Comparison of Alere q whole blood viral load with DBS and plasma viral load in the classification of HIV virological failure

Aabida Khan; Lucia Hans; Nei-yuan Hsiao

doi:10.1371/journal.pone.0232345

Abstract

Background

In remote settings, timely plasma separation and transportation to testing laboratories is an impediment to the access of HIV viral load (VL) testing. Potential solutions are whole blood testing through point of care (POC) assays or dried blood spots (DBS).

Methods

We evaluated the performance of a prototype Alere q whole blood VL protocol and compared it against plasma (Abbott RealTime HIV-1) and DBS VL (Abbott RealTime HIV-1 DBS revised prototype protocol and Roche CAP/CTM HIV-1 v2.0 DBS free virus elution protocol). Virological failure (VF) was defined at >1000 copies/ml.

Results

Of 299 samples, Alere q correctly classified VF in 61% versus 87% by Abbott DBS and 76% by Roche FVE. Performance varied across plasma VL categories. Alere q showed 100% sensitivity. Below 1000 copies/ml of plasma, Alere q demonstrated over-quantification, with 19% specificity. Abbott DBS had 91% sensitivity and the best overall correlation with plasma (r² = 0.72). Roche FVE had the best specificity of 99% but reduced sensitivity of 52%, especially between 1000–10,000 copies/ml of plasma. Correlation was best for all assays at >10,000 copies/ml.

Conclusion

Variability was prominent between the assays. Each method requires optimization to facilitate the implementation of a cut-off with optimal sensitivity and specificity for VF. Although Alere q whole blood assay exhibited excellent sensitivity, the poor specificity of only 19% would lead to unnecessary switching of regimens. Thus any VF detected would need to be confirmed by a more specific assay. Both the Abbott DBS and Roche FVE protocols showed good specificity, however sensitivity was reduced when the plasma VL was 1000–10,000 copies/ml. This could result in delays in detecting VF and accumulation of drug resistance. Field evaluation in settings that have adopted these DBS protocols are necessary.

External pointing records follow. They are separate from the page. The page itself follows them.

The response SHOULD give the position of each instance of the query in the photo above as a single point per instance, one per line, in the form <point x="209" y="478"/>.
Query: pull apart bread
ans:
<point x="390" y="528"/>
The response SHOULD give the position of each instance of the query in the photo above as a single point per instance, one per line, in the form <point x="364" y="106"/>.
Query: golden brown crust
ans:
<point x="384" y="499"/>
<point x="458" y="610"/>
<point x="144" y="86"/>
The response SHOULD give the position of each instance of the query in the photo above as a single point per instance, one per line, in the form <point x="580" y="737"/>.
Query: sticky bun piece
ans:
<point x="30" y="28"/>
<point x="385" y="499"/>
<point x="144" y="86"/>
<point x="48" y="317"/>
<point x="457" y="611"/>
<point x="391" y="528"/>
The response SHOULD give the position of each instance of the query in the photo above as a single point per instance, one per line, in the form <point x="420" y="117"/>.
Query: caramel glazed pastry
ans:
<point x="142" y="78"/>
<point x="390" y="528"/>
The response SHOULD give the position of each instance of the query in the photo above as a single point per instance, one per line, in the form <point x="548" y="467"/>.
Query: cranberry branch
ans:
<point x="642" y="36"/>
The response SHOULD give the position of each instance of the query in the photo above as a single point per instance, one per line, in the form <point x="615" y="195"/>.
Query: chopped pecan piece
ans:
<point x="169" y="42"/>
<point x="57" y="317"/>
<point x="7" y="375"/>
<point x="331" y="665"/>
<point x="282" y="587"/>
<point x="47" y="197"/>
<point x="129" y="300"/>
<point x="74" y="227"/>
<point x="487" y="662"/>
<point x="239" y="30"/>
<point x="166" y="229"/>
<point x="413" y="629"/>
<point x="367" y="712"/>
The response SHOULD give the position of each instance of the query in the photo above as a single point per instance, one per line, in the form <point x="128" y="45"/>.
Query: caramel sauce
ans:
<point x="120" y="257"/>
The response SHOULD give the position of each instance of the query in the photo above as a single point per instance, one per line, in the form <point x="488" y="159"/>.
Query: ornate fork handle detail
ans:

Citation: Khan A, Hans L, Hsiao N-y (2020) Comparison of Alere q whole blood viral load with DBS and plasma viral load in the classification of HIV virological failure. PLoS ONE 15(5): e0232345. https://doi.org/10.1371/journal.pone.0232345

Editor: Julie A. E. Nelson, University of North Carolina at Chapel Hill, UNITED STATES

Received: October 18, 2019; Accepted: April 14, 2020; Published: May 29, 2020

Copyright: © 2020 Khan et al. This is an open access article distributed under the terms of the Creative Commons Attribution License, which permits unrestricted use, distribution, and reproduction in any medium, provided the original author and source are credited.

Data Availability: All relevant data are within the manuscript and its Supporting Information files.

Funding: The author(s) received no specific funding for this work.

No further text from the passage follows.